Some franchise groups gravitate toward states that do not require franchise filing or registration, which includes fees and can add more time to the process of setting up and operating stores. “This listing may be a no-start for some people simply due to the added costs and expense in today’s environment where franchisees are struggling with rising costs and the challenges of keeping projects on schedule,” Durham said. .

Urban vs Suburban Locations

Remote working and a slow return to the office continue to weigh on many central business districts across the country. According to data from the Kastle Systems Back to Work Barometer, average daily office building occupancy in the top 10 metros the company tracks was still around 44% at the end of July. The cities that reported the lowest vacancy rates were San Jose, California, San Francisco, and Philadelphia, all with average occupancy rates between 34 and 38 percent. “Nobody really knows how many people will return to an office and when. So that creates a big challenge for everybody,” Durham said.

Some franchise groups continue to see opportunities in downtowns and town centers. “A lot of those decisions depend on the urban population of those CBDs or urban areas,” Durham said. Houston, for example, does not have a large residential population downtown, which is different from downtown Los Angeles or Manhattan. People who live in a city center still need their cafes, restaurants, fitness studios and other retail and service businesses.

“We use data to see who is doing what and where before making decisions. We look at things like traffic and how nearby restaurants are doing and we basically do the math, and that’s what the franchises are doing as well,” she said.

Xponential Fitness acquired the Rumble boxing concept last year and has a strong franchise sales pipeline fueling new site growth. By the end of July, the company had 22 studios open and around 240 in development.

Even before COVID, aging millennials were starting to move to the suburbs. As people move out of urban centers, this has allowed Rumble to follow customers who are already familiar with the brand into the suburbs. However, Rumble is not afraid of urban centers. For example, the brand will soon open a new store in the North Loop neighborhood of Minneapolis.

In urban and suburban areas, Rumble prefers to locate its gyms in “live-work-play” mixed-use environments. In an urban neighborhood, an ideal location might be in commercial space on the ground floor of a condominium or apartment building.

“We see a real opportunity here to become a building amenity with potential members that are literally over your head,” said Adam Pennington, executive vice president of real estate and business development for Xponential.

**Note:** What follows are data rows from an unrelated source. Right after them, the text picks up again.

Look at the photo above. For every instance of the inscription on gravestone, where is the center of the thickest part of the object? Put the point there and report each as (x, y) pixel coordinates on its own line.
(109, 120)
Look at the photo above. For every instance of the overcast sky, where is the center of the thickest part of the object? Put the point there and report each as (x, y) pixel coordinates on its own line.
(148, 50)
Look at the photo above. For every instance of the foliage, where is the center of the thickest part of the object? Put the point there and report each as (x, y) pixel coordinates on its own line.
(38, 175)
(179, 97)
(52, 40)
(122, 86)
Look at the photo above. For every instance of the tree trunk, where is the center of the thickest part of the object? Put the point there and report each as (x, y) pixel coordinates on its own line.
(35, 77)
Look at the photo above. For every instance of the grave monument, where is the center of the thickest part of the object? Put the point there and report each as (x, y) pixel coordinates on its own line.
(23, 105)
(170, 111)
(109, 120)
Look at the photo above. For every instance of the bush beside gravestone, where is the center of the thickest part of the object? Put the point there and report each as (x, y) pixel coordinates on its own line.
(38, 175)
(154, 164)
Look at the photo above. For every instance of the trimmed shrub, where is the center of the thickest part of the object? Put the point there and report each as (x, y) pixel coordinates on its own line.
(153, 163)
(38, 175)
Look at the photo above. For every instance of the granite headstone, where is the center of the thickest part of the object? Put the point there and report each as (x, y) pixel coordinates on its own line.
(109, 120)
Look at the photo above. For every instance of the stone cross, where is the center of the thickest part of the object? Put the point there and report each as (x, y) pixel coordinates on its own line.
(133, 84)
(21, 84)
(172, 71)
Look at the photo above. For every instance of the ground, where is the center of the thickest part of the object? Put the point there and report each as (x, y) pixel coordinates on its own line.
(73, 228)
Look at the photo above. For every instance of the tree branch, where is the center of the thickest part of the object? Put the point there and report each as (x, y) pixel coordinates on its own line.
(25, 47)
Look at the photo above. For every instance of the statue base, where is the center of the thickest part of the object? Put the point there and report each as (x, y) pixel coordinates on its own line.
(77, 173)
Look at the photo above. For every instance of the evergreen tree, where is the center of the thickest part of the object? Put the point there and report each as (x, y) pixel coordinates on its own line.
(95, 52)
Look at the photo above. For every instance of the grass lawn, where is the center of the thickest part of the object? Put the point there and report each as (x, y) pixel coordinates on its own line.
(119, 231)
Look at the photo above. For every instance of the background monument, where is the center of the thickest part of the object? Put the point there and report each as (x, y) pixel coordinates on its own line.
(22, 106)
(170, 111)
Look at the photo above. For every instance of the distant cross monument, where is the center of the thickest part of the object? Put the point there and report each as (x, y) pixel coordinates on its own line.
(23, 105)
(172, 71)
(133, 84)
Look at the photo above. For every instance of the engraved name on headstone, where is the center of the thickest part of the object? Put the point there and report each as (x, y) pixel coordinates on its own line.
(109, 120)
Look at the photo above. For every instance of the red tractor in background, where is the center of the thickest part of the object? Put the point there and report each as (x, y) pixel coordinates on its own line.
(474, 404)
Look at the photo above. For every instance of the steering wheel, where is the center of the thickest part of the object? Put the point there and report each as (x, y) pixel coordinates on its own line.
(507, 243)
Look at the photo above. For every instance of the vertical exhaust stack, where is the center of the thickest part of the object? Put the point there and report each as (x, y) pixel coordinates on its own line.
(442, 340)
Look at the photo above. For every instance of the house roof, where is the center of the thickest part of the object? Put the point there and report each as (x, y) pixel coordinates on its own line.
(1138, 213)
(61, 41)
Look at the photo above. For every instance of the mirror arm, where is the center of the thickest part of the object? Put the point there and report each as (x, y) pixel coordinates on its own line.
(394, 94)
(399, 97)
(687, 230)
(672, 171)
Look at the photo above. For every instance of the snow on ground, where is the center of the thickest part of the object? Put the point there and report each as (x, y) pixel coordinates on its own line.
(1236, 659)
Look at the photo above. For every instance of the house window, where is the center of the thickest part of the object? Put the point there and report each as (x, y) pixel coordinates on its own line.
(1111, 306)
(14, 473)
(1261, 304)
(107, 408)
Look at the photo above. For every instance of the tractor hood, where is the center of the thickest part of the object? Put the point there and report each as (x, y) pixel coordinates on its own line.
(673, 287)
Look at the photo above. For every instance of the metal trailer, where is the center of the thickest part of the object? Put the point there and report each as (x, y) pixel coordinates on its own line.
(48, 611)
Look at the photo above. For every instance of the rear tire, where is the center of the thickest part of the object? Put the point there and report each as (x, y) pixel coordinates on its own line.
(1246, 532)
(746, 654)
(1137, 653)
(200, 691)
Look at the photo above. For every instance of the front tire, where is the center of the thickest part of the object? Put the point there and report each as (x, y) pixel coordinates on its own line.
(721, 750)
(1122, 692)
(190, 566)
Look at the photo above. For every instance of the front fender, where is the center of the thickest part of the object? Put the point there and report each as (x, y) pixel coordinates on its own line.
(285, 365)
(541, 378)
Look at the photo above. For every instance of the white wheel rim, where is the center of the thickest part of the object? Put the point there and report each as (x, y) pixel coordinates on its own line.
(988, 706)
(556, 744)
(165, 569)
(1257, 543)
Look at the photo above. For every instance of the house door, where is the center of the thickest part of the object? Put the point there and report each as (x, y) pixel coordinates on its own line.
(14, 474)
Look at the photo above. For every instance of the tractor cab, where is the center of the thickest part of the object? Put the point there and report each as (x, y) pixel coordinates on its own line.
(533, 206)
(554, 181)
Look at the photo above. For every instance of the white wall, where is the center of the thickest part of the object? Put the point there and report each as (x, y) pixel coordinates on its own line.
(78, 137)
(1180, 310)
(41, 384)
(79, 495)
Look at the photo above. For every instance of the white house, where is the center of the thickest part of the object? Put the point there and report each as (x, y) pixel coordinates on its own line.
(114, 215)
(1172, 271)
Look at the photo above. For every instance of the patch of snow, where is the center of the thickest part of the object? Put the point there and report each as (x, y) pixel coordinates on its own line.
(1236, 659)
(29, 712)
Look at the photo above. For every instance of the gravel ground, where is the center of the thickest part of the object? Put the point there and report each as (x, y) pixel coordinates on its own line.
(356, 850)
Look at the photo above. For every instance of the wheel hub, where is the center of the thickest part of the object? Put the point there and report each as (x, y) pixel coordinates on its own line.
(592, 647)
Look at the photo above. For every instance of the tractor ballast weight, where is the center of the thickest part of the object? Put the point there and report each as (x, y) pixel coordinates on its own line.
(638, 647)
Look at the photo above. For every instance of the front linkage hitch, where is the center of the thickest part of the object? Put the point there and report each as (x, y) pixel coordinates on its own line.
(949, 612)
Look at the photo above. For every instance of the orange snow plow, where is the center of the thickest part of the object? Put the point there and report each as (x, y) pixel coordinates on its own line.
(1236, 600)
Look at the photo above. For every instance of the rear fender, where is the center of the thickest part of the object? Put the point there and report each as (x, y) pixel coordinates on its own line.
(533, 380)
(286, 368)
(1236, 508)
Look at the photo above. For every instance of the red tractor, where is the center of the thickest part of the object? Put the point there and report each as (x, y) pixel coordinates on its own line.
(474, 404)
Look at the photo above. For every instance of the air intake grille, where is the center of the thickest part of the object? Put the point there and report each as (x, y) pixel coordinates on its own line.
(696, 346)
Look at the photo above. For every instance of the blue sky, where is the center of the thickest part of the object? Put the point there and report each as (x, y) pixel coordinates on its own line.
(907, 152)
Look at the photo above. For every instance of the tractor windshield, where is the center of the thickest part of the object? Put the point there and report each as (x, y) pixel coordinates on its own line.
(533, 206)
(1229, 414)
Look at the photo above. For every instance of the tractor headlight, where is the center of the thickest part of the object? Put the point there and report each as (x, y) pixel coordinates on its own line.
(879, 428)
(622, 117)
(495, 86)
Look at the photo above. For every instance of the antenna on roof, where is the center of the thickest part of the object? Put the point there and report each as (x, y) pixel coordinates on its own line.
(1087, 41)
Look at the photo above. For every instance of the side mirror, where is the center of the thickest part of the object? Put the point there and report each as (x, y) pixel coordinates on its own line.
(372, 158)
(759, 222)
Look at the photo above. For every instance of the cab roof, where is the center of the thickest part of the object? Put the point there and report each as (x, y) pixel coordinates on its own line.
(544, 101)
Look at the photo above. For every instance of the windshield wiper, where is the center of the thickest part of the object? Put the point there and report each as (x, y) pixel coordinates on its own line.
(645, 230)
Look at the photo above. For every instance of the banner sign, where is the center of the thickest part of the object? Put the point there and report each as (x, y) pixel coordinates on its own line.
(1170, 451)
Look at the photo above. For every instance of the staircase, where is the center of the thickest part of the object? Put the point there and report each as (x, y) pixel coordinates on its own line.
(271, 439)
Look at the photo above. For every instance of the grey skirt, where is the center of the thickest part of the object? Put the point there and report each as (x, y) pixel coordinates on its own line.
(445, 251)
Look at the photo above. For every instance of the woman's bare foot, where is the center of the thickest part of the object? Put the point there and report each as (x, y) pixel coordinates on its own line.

Those same live-work-play trends are also moving more into the suburbs, and Rumble is looking for similar criteria in its suburban locations. Hybrid or flexible working pushes people further into the suburbs, but they still want some of the same amenities in that one-stop shop, whether it’s a mixed-use development or a lifestyle hub, he added.

Franchised brands are also adapting to new hybrid and flexible working hours. For example, Xponential offers its members an “X Pass” that allows them to visit any of the company’s 10 fitness brands, including Pure Barre, Club Pilates and Cyclebar. “It gives us the opportunity to consolidate our brands in certain geographies in urban and suburban areas,” he said.

It’s really about following that core customer, Pennington added. Where is the influx of people? Where is the expense? Where is the diurnal population and what is the composition of this diurnal population? “We spend a lot of time understanding our potential core customer base,” he said. “We won’t even go into a market unless we know there’s a demographic that fits the model.”